Politique

Assemblée nationale – Les rapports de force se dessinent

Au vu des dernières tendances, le nouveau rapport de force dans la prochaine Assemblée nationale se profile.

La prochaine Assemblée nationale connait une nouvelle configuration. Avec une majorité présidentielle, l’opposition semble être affaiblie.

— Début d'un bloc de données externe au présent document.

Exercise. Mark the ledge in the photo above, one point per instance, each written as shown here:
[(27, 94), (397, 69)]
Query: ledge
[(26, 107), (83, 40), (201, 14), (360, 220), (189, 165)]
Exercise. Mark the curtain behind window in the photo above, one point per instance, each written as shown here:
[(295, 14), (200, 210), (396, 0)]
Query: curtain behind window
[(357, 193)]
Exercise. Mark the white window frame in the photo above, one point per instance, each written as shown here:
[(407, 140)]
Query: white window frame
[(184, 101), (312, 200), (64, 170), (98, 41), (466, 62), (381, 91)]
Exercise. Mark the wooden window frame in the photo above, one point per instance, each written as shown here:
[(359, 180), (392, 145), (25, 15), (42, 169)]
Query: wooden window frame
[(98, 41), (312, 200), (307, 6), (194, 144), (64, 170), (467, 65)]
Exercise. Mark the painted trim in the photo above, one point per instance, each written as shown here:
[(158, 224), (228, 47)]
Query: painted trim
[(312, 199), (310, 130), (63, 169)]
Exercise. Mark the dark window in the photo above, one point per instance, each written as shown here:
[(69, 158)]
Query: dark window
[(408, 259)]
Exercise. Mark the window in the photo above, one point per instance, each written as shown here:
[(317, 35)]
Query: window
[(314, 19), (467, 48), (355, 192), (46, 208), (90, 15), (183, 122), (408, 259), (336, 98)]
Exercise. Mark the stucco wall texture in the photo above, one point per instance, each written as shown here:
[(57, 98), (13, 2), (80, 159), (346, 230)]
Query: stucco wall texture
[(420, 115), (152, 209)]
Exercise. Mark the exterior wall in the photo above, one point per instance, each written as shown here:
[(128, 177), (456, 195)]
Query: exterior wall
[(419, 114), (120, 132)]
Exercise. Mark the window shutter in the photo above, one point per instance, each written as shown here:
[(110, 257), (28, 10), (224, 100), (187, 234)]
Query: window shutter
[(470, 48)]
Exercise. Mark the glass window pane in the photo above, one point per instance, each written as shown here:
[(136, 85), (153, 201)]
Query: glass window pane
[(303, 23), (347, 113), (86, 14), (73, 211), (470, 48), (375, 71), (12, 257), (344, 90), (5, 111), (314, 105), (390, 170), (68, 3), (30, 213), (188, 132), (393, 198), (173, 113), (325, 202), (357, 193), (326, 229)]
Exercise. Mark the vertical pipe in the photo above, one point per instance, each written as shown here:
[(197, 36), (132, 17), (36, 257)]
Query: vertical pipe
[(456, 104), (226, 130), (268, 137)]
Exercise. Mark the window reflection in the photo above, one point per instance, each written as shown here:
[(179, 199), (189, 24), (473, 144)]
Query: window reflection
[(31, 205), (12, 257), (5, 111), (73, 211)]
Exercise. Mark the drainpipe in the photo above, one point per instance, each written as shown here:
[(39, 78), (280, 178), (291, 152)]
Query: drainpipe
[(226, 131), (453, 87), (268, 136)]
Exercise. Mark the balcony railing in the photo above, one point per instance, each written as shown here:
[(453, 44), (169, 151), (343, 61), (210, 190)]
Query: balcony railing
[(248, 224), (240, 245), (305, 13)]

Les jeux sont faits. Les derniers plis venant des districts sont arrivés au siège de la Com­mission électorale nationale indépendante (CENI), mercredi. À entendre Thierry Rakotonarivo, vice-président de la CENI les résultats provisoires officiels seront connus le 15 juin. « Nous traitons douze districts par tranche de vingt-quatre heures. À ce rythme, les résultats provisoires seront fins prêts à l’échéance prévue par la loi », explique-t-il. Toutefois, au vu des dernières tendances publiées par la CENI, les nouveaux rapports de force dans la prochaine Assemblée nationale se profilent.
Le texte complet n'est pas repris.